Let $\Lambda$ be von Mangoldt's function.

Let $\mu$ be the Möbius function.


Then for $y, z \ge 1$ and $n > z$:

$\displaystyle \map \Lambda n = \sum_{\substack {d \mathop \divides n \\ d \mathop \le y}} \map \mu d \, \map \ln {\frac n d} - \mathop {\sum \sum}_{\substack {d c \mathop \divides n \\ d \mathop \le y, \, c \mathop \le z}} \map \mu d \, \map \Lambda c + \mathop {\sum \sum}_{\substack {d c \mathop \divides n \\ d \mathop > y, \, c \mathop > z}} \map \mu d \, \map \Lambda c$

where $\divides$ denotes divisibility.


Proof

By Sum Over Divisors of von Mangoldt is Logarithm:

$\displaystyle \ln n = \sum_{d \mathop \divides n} \map \Lambda d$

Hence:

\(\displaystyle \map \Lambda n\) \(=\) \(\displaystyle \sum_{d \mathop \divides n} \map \mu d \, \map \ln {\frac n d}\) Möbius Inversion Formula
\(\displaystyle \) \(=\) \(\displaystyle \sum_{\substack {d \mathop \divides n \\ d \mathop \le y} } \map \mu d \, \map \ln {\frac n d} + \sum_{\substack {d \mathop \divides n \\ d \mathop > y} } \map \mu d \, \map \ln {\frac n d}\)


Taking the second summation in that last line:

\(\displaystyle \sum_{\substack {d \mathop \divides n \\ d \mathop > y} } \map \mu d \, \map \ln {\frac n d}\) \(=\) \(\displaystyle \sum_{\substack {d \mathop \divides n \\ d \mathop > y} } \map \mu d \sum_{c \mathop \divides n / d} \map \Lambda c\)
\(\displaystyle \) \(=\) \(\displaystyle \mathop {\sum \sum}_{\substack {d c \mathop \divides n \\ d \mathop > y} } \map \mu d \, \map \Lambda c\)
\(\displaystyle \) \(=\) \(\displaystyle \mathop {\sum \sum}_{\substack {d c \mathop \divides n \\ d \mathop > y, \, c \mathop > z} } \map \mu d \, \map \Lambda c + \mathop {\sum \sum}_{\substack {d c \mathop \divides n \\ d \mathop > y, \, c \mathop \le z} } \map \mu d \, \map \Lambda c\)

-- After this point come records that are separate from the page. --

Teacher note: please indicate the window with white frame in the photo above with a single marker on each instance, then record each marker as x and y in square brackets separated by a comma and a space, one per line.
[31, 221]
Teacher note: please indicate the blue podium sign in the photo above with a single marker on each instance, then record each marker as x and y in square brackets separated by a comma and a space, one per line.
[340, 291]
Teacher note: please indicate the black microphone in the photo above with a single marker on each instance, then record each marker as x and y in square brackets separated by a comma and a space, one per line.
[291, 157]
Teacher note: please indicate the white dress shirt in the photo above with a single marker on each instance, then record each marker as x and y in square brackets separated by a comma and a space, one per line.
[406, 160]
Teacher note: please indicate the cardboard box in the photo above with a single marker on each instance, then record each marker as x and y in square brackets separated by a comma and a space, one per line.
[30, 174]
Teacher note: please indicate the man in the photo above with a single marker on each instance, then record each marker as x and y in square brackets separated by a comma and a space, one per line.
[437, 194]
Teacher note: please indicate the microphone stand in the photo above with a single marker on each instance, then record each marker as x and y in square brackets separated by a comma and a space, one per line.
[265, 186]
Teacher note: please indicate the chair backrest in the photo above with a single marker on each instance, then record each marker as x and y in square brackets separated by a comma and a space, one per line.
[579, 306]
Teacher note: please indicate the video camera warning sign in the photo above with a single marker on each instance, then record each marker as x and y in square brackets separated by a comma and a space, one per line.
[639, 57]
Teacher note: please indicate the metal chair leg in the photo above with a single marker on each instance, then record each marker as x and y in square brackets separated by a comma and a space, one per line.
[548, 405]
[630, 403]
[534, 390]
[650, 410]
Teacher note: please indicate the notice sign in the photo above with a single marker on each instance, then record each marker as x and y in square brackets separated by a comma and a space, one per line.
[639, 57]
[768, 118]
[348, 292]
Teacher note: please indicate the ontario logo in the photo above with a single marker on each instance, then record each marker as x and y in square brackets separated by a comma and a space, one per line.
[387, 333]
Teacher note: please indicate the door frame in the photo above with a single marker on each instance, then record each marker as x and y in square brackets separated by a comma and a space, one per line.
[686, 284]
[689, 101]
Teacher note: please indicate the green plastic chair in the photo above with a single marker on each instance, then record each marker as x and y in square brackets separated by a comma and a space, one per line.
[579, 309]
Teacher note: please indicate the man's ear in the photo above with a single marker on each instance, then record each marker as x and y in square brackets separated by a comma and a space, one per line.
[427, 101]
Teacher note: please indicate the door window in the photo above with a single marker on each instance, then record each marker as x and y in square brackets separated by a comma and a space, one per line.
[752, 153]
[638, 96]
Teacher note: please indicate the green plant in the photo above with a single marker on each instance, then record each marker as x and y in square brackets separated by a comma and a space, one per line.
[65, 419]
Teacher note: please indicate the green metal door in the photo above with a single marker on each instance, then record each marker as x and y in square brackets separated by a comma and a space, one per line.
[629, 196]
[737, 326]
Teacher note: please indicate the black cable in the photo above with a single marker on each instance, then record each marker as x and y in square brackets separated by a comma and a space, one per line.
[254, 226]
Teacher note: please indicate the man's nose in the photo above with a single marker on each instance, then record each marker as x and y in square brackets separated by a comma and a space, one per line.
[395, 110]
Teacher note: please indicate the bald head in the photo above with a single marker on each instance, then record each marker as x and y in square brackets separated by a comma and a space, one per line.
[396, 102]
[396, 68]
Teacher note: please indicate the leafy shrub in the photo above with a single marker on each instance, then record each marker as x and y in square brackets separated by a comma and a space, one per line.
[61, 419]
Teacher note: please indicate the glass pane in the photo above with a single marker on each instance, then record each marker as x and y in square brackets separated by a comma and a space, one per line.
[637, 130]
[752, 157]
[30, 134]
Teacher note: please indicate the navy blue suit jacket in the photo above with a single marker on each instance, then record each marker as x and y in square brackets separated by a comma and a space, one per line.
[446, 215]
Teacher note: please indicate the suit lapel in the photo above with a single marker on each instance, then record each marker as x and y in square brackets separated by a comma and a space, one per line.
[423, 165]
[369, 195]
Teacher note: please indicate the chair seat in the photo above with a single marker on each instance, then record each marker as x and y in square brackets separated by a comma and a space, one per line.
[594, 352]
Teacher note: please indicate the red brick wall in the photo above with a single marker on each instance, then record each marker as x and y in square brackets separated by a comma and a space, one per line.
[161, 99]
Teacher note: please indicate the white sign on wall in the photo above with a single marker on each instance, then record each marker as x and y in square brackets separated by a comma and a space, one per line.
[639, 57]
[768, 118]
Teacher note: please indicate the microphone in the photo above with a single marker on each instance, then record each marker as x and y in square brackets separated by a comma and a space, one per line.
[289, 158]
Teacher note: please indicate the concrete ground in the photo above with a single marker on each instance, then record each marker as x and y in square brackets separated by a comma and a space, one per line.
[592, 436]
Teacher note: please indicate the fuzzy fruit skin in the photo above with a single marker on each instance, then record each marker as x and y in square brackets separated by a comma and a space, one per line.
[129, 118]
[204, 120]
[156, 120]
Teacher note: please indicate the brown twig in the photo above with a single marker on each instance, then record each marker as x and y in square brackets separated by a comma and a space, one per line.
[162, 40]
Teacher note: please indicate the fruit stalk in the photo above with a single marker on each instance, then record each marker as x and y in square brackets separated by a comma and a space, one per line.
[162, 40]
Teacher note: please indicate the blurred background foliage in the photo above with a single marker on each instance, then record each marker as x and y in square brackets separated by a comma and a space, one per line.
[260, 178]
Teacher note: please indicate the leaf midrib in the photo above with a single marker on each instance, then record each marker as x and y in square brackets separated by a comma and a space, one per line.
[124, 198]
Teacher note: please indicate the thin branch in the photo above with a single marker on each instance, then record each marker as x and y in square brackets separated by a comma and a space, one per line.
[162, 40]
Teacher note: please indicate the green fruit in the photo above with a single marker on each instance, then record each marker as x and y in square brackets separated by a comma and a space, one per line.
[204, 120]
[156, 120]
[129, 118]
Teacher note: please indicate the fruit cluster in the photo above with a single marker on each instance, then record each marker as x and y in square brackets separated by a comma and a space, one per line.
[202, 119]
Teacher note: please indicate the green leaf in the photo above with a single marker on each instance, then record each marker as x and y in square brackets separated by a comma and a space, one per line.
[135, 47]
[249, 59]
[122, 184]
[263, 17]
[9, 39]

Again, taking the second summation in that last line:

$\displaystyle \mathop {\sum \sum}_{\substack {d c \mathop \divides n \\ d \mathop > y, \, c \mathop \le z} } \map \mu d \, \map \Lambda c = \mathop {\sum \sum}_{\substack {d c \mathop \divides n \\ c \mathop \le z} } \map \mu d \, \map \Lambda c - \mathop {\sum \sum}_{\substack {d c \mathop \divides n \\ d \mathop \le y, \, c \mathop \le z} } \map \mu d \, \map \Lambda c$


Putting this together:

$\displaystyle \map \Lambda n = \sum_{\substack {d \mathop \divides n \\ d \mathop \le y} } \map \mu d \, \map \ln {\frac n d} + \mathop {\sum \sum}_{\substack {d c \mathop \divides n \\ d \mathop > y, c \mathop > z} } \map \mu d \, \map \Lambda c + \mathop {\sum \sum}_{\substack {d c \mathop \divides n \\ c \mathop \le z} } \map \mu d \, \map \Lambda c - \mathop {\sum \sum}_{\substack {d c \mathop \divides n \\ d \mathop \le y, c \mathop \le z} } \map \mu d \, \map \Lambda c$


It remains to be shown that:

$\displaystyle \mathop {\sum \sum}_{\substack {d c \mathop \divides n \\ c \mathop \le z} } \map \mu d \, \map \Lambda c = 0$


The summation is expressed as:

$\displaystyle \mathop {\sum \sum}_{\substack {d c \mathop \divides n \\ c \mathop \le z} } \map \mu d \, \map \Lambda c = \sum_{\substack {c \mathop \le z \\ c \mathop \divides n} } \map \Lambda c \sum_{d \mathop \divides \frac n c} \map \mu d$

Now we have $c \le z < n$, so:

$\dfrac n c > 1$

Therefore, by the lemma to Sum of Möbius Function over Divisors:

for each $c$ the inner sum vanishes.

This shows that:

$\displaystyle \mathop {\sum \sum}_{\substack {d c \mathop \divides n \\ c \mathop \le z} } \map \mu d \, \map \Lambda c = 0$

as required.

$\blacksquare$


Source of Name

This entry was named for Robert Charles Vaughan.